Despite the challenges of the bear market, the blockchain gaming industry has remained resilient, raising $2.3 billion so far in 2023. That’s according to a recent report by DappRadar. However, this figure represents a 30% decrease from the $3.3 billion raised in 2022.
- In the report, decentralized apps tracking platform DappsRadar offered a quarterly breakdown of the investment received by the gaming sector in 2023.
- The sector netted $739 million in the first quarter, $973 million in the second quarter, and $600 million in the third quarter.
- The report also provided comparison between the third quarter of 2022 and that of 2023.
- It found that funding for the gaming sector fell by 50% in the third quarter of 2023 from $1.2 billion in the same period last year.
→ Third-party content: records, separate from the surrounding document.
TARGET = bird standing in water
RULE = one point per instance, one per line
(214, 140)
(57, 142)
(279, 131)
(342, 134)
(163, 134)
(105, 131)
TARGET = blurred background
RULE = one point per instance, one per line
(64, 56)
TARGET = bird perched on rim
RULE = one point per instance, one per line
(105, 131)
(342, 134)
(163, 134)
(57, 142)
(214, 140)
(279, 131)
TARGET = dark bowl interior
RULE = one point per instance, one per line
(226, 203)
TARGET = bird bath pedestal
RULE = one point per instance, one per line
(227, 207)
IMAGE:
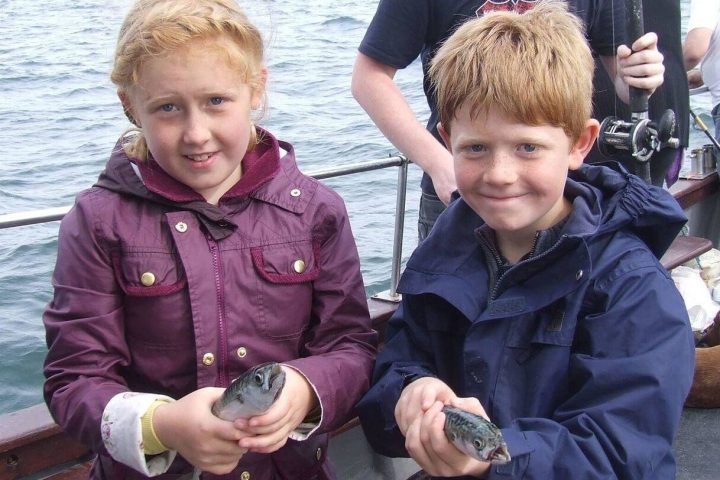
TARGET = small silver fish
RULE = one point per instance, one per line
(475, 436)
(252, 393)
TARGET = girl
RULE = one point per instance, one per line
(201, 252)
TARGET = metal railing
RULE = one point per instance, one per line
(57, 213)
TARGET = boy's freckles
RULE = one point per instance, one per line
(512, 174)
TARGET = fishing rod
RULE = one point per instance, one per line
(640, 137)
(703, 127)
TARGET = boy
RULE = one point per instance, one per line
(539, 301)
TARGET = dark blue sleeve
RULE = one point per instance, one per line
(404, 358)
(630, 373)
(397, 33)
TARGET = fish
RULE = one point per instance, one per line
(475, 436)
(252, 393)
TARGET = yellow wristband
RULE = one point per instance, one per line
(151, 444)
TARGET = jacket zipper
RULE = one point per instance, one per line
(494, 291)
(223, 377)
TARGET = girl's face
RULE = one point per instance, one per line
(194, 110)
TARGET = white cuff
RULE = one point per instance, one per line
(122, 433)
(305, 429)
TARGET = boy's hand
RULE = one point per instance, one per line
(695, 79)
(642, 67)
(428, 445)
(269, 432)
(204, 440)
(417, 397)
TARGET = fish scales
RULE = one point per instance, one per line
(252, 393)
(475, 436)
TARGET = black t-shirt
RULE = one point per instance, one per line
(663, 18)
(403, 29)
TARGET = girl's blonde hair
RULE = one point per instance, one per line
(156, 27)
(536, 67)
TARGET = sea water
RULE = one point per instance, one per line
(59, 118)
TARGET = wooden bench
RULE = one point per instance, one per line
(688, 193)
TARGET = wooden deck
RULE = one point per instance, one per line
(33, 446)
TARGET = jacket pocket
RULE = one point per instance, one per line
(548, 328)
(286, 274)
(152, 274)
(156, 305)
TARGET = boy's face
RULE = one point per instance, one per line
(513, 174)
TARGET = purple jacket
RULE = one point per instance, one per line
(270, 274)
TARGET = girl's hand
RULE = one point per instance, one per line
(428, 445)
(642, 67)
(417, 397)
(204, 440)
(269, 432)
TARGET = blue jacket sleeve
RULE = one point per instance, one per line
(630, 371)
(406, 356)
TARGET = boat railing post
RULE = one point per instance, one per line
(392, 295)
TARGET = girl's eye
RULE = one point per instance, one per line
(477, 148)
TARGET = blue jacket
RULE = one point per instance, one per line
(582, 354)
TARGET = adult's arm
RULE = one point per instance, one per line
(374, 88)
(642, 67)
(696, 45)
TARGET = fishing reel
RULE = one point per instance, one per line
(640, 138)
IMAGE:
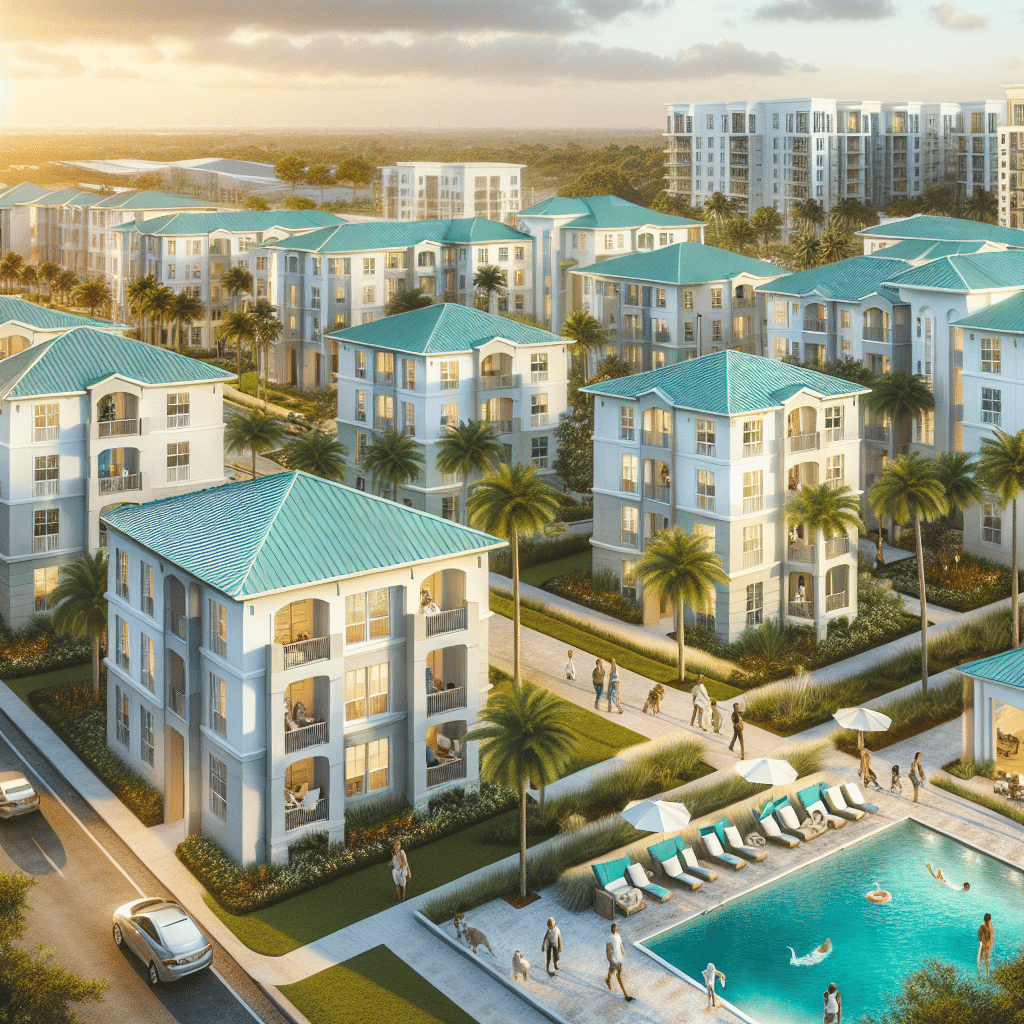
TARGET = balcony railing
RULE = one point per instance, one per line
(444, 700)
(446, 772)
(446, 622)
(306, 651)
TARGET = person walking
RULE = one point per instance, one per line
(737, 731)
(551, 945)
(614, 951)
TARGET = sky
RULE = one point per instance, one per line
(481, 64)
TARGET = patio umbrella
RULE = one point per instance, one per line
(863, 720)
(656, 815)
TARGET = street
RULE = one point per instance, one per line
(84, 871)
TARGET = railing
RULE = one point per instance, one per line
(446, 622)
(305, 651)
(444, 700)
(306, 815)
(446, 772)
(305, 735)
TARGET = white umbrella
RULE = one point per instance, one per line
(767, 771)
(656, 816)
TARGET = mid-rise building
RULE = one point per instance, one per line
(717, 444)
(423, 372)
(271, 666)
(90, 420)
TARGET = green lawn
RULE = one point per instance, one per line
(373, 987)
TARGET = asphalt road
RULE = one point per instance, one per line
(84, 871)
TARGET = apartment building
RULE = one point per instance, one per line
(90, 420)
(716, 445)
(427, 370)
(663, 305)
(337, 278)
(432, 190)
(274, 669)
(574, 231)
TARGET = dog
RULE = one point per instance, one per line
(520, 966)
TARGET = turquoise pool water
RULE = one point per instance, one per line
(873, 946)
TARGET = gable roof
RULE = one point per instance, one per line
(73, 361)
(444, 327)
(726, 383)
(682, 263)
(604, 211)
(288, 530)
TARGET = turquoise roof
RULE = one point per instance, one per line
(288, 530)
(848, 281)
(444, 327)
(1006, 316)
(604, 211)
(75, 360)
(682, 263)
(726, 383)
(922, 225)
(32, 314)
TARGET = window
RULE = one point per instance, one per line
(367, 615)
(218, 787)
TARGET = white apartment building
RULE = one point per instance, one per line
(88, 421)
(571, 232)
(424, 371)
(431, 190)
(716, 445)
(675, 302)
(333, 279)
(273, 669)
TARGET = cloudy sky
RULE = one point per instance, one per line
(354, 64)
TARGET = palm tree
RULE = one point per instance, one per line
(511, 503)
(526, 737)
(469, 448)
(909, 489)
(678, 565)
(1001, 472)
(317, 454)
(489, 280)
(80, 597)
(392, 459)
(254, 431)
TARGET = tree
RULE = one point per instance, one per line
(511, 503)
(526, 736)
(910, 491)
(80, 597)
(290, 169)
(1001, 472)
(679, 567)
(254, 431)
(466, 449)
(392, 459)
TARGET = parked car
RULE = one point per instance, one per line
(164, 937)
(16, 795)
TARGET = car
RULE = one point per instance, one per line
(164, 937)
(16, 795)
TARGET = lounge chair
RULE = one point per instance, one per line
(666, 860)
(854, 798)
(716, 852)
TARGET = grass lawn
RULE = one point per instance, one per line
(374, 986)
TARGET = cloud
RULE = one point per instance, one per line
(950, 16)
(825, 10)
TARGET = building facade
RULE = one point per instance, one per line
(267, 693)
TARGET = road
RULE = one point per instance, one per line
(84, 871)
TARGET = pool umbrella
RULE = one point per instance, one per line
(863, 720)
(656, 815)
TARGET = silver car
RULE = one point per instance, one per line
(16, 795)
(164, 937)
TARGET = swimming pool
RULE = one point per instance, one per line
(873, 947)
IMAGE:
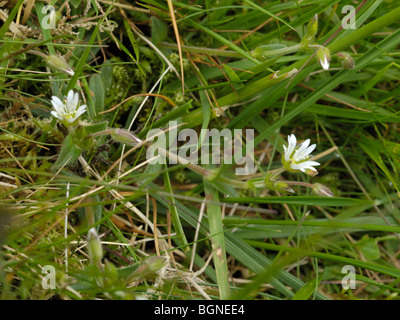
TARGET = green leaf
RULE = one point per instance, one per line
(96, 86)
(369, 248)
(301, 200)
(69, 152)
(306, 291)
(233, 77)
(158, 30)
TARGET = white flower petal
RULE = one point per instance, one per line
(55, 114)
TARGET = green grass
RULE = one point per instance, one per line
(184, 231)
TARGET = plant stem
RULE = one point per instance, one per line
(210, 51)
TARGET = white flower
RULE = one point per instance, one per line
(297, 157)
(69, 111)
(324, 57)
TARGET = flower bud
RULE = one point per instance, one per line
(94, 246)
(324, 57)
(124, 136)
(312, 27)
(59, 63)
(346, 61)
(321, 190)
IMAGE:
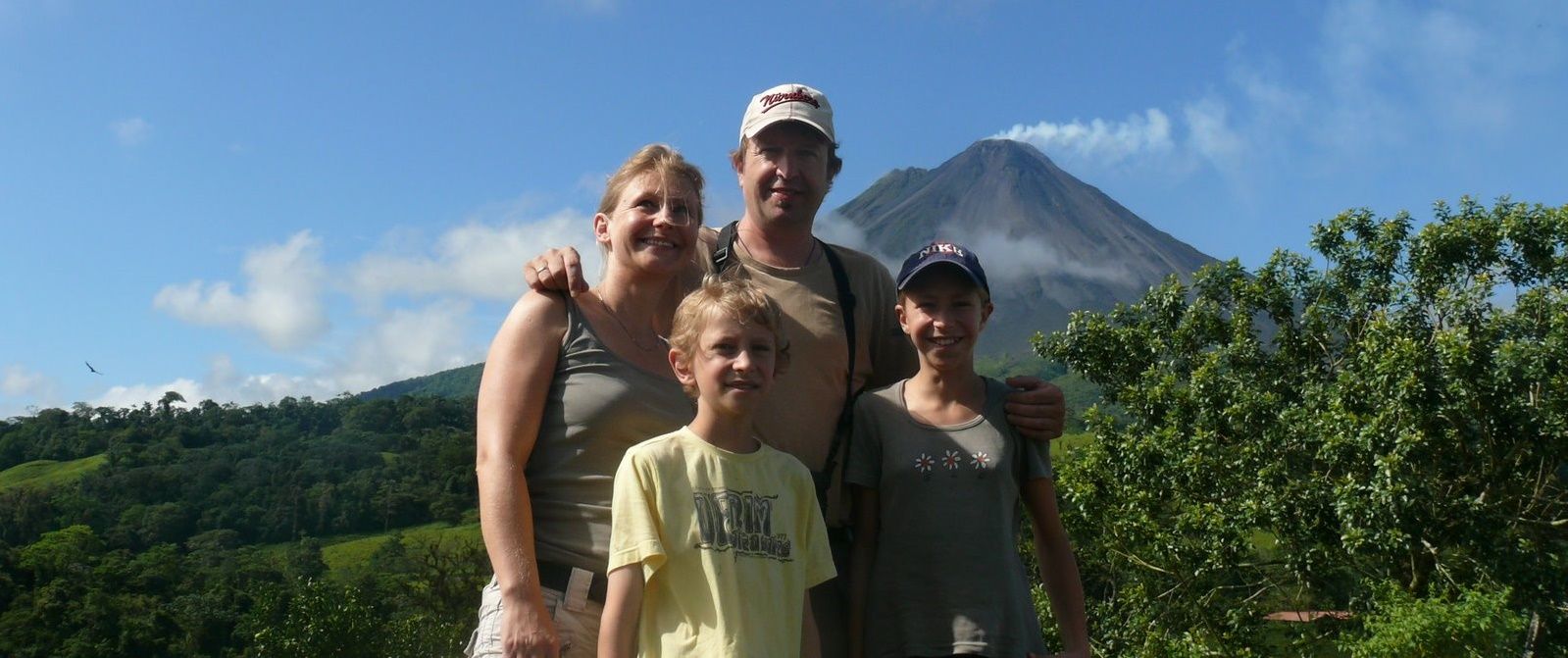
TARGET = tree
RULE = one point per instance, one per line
(1311, 435)
(170, 396)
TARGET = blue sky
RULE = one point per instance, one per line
(242, 201)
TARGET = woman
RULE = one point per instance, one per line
(568, 385)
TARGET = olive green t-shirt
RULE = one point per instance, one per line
(598, 406)
(801, 411)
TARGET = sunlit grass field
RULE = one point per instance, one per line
(49, 472)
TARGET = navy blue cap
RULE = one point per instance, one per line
(942, 251)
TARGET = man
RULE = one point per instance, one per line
(784, 165)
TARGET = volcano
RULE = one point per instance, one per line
(1049, 241)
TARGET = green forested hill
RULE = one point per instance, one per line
(201, 531)
(457, 382)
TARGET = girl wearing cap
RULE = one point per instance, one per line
(938, 475)
(570, 384)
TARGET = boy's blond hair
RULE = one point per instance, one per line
(733, 296)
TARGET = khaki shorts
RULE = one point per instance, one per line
(576, 623)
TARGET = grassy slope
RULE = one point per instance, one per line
(47, 472)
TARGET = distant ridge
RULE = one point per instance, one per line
(1049, 241)
(457, 382)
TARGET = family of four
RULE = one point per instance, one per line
(680, 461)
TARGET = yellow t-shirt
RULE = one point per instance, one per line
(728, 542)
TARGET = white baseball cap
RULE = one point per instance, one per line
(787, 102)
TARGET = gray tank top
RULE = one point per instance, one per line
(598, 406)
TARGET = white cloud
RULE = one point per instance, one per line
(1010, 259)
(408, 343)
(132, 130)
(402, 343)
(476, 261)
(138, 393)
(835, 229)
(1099, 141)
(23, 389)
(281, 303)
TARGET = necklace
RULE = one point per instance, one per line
(659, 340)
(754, 256)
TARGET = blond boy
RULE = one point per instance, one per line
(715, 537)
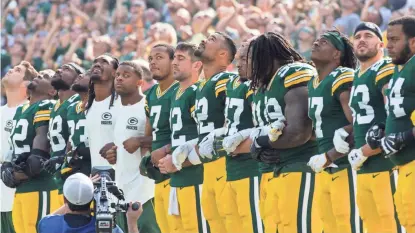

- In its investment overview, DappsRadar showed that $213 million was invested in metaverse-related games and technology, and the rest of the funds were invested in Web3 gaming infrastructure and investment firms.
- The report read:
“This quarter witnessed Web3 gaming projects amassing a notable $600 million, propelling the year’s tally to $2.3 billion. While this constitutes just 30% of the funds pooled last year, it’s essential to keep in perspective the distinct market dynamics of 2023.”
Be smart: Play-to-earn games are blockchain-based video games that reward players with cryptocurrency or other digital assets for playing.
Why this matters
- Play-to-earn gaming has experienced a significant decline in popularity since the crypto winter.
- Some industry players have taken a step back from the market, describing it as shaky and unstable. Multinational video game company Sega pulled back from blockchain gaming in June 2023.
- Sega’s co-Chief Operating Officer Shuji Utsumi simply described the gaming experience as “boring” and pointless.
- Nigerian-based crypto venture studio Nestcoin spun off its gaming project Metaverse Magna (MVM) as an independent entity to keep it afloat after FTX collapsed.
- According to MVM’s CEO, Yemi Johnson, crypto gaming is still viable, but the previous models were flawed and built with a poor understanding of the nature and needs of the market.